Parsing RSS and Atom From Scratch in Rust with quick-xml

#rust #axum #rss #tutorial

Parsing RSS and Atom From Scratch in Rust with quick-xml

A small axum service that parses RSS 2.0 and Atom 1.0 feeds into unified JSON, built on quick-xml without pulling in a feed framework. The point is that once you actually look at the formats, they're not that complicated — and writing the parser yourself saves a meaningful chunk of your dependency tree.

Every backend service that touches feeds ends up re-implementing the same glue. Different element names for the same concept. Dates that are half in RFC 822 and half in RFC 3339. Namespaced content:encoded living next to plain description. Atom's link-as-attribute vs RSS's link-as-text. And then you need to do something sensible when the producer left a field out, because half of them do.

The normal answer in Rust is to reach for rss or atom_syndication — well-maintained crates that handle the whole specification. But both pull in their own dependency trees, you end up with two parsers that don't share a type, and the combined surface area is considerably larger than what you actually need. I wanted one binary that handled both formats with one output shape and no feed-specific transitive deps.

So I wrote it. The whole parser is ~500 lines of straightforward event-stream code on top of quick-xml. It ships as a 11.1 MB Docker image from a multi-stage rust:1.90-alpine → alpine:3.20 build, exposing POST /parse, GET /parse?url=, POST /normalize, and GET /health via axum.

GitHub: github.com/sen-ltd/feed-parser

The two-format story

If you sit down and read the specs back to back, RSS 2.0 and Atom 1.0 are doing the same thing with different element names and one big difference in how they encode links. The concepts map almost one-to-one:

Concept	RSS 2.0	Atom 1.0
Feed container	`<channel>`	`<feed>`
Feed title	`<title>`	`<title>`
Feed link	`<link>text</link>`	`<link href="…" rel="alternate"/>`
Feed subtitle	`<description>`	`<subtitle>`
Item container	`<item>`	`<entry>`
Item title	`<title>`	`<title>`
Item URL	`<link>text</link>`	`<link href="…"/>`
Item id	`<guid>`	`<id>`
Item summary	`<description>`	`<summary>`
Item body	`<content:encoded>`	`<content>`
Publish time	`<pubDate>` (RFC 822)	`<published>` (RFC 3339)
Author	`<author>` or `<dc:creator>`	`<author><name/></author>`

That's the whole concept map. There's basically no feature in one that doesn't have a near-equivalent in the other, except for RSS's item-level category (where Atom uses an empty <category term="x"/> element) and Atom's multi-<link rel="…"/> where RSS uses one text link.
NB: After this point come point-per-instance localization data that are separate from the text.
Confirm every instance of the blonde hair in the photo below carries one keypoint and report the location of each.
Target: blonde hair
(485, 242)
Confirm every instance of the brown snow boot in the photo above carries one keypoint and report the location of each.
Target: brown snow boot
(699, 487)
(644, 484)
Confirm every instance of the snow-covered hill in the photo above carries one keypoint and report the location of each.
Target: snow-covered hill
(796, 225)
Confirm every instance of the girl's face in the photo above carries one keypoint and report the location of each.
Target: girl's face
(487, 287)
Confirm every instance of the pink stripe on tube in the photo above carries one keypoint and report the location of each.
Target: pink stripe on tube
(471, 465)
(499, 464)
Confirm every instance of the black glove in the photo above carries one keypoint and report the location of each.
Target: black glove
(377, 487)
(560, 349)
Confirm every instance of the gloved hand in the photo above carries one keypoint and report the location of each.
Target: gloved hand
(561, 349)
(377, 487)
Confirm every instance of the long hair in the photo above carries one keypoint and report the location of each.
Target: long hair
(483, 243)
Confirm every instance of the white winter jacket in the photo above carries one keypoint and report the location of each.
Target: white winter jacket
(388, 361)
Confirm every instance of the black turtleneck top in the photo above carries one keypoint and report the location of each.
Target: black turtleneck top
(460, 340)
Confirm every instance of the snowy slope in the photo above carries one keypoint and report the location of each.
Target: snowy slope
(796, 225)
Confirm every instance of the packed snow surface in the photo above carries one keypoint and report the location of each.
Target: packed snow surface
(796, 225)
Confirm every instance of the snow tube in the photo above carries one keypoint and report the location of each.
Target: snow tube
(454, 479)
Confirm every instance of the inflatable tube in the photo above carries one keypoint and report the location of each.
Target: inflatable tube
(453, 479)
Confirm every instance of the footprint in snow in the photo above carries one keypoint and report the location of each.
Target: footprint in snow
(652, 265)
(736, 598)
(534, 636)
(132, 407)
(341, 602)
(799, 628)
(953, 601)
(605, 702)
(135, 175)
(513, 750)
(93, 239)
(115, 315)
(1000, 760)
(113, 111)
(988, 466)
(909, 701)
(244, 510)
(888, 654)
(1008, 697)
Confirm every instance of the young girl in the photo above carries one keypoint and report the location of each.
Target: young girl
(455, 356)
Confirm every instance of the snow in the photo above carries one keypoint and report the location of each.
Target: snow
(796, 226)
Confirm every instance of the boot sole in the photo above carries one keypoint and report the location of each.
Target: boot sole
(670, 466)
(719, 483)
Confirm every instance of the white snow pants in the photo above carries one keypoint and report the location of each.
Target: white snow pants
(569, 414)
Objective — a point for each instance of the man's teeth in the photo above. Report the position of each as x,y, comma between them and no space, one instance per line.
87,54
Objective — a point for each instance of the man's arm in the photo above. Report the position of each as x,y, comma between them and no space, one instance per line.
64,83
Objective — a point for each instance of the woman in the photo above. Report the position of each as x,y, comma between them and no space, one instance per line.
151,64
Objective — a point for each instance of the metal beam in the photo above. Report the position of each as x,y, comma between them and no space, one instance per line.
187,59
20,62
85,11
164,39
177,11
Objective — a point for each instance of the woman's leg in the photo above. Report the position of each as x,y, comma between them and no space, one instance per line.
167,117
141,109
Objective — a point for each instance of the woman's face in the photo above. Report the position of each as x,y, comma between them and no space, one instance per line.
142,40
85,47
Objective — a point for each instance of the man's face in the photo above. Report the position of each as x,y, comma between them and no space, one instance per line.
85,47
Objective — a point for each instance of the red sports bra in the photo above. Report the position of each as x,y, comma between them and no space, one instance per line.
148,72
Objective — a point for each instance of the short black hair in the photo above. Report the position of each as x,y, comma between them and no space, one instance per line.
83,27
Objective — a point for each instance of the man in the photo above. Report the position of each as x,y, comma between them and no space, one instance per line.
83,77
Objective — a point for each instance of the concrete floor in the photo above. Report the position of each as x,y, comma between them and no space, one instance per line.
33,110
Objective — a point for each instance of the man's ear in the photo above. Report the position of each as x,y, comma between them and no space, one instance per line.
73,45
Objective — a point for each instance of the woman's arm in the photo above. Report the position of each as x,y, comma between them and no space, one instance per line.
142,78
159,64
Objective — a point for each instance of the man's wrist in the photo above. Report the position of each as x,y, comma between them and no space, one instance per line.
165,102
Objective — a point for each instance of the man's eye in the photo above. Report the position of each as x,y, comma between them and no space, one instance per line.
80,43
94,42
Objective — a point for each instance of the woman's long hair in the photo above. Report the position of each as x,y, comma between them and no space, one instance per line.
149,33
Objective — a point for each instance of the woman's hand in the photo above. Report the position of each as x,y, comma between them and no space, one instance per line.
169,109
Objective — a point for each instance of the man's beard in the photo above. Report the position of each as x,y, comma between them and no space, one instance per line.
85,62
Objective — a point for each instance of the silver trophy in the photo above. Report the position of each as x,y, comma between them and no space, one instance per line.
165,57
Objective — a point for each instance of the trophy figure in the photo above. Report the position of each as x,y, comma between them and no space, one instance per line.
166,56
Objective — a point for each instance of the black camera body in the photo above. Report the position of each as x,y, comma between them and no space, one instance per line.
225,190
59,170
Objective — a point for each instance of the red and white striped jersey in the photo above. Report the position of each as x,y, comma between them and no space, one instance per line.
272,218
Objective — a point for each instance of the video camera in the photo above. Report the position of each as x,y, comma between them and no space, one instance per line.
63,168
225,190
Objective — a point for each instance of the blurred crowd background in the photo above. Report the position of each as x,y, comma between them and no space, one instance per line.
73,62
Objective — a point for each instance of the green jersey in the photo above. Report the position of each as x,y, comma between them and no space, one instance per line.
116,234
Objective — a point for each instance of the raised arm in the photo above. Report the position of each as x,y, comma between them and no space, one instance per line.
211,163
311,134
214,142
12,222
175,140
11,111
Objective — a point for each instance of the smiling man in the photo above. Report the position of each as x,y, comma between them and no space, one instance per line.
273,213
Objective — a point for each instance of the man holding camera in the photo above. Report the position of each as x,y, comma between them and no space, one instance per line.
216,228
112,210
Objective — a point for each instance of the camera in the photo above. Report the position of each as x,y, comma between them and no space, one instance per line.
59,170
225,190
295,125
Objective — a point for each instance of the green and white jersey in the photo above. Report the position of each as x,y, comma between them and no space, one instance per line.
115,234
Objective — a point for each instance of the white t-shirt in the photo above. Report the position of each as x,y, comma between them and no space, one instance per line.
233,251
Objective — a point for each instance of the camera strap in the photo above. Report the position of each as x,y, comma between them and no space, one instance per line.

Given this, you have two reasonable architectures:

A unified parser that ingests both formats into one shared AST, with element name aliasing baked in.
Two sibling parsers with one shared Feed output struct, dispatched by format detection.

I chose option 2. The aliasing approach sounds elegant on paper but the element-name mapping gets enough special cases (Atom's <link> being an attribute-bearing empty element, RSS's <guid isPermaLink="…">, Atom published falling back to updated when absent) that writing them as two separate flat functions with a shared output struct turned out to be both shorter and easier to reason about.

Format detection

Detection is a tiny state machine over quick-xml's event stream. We only care about the first non-metadata element: if it's <rss version="2.0"> we emit Rss2, if it's <feed xmlns=".../Atom"> we emit Atom10, otherwise we return a clean bad_format error.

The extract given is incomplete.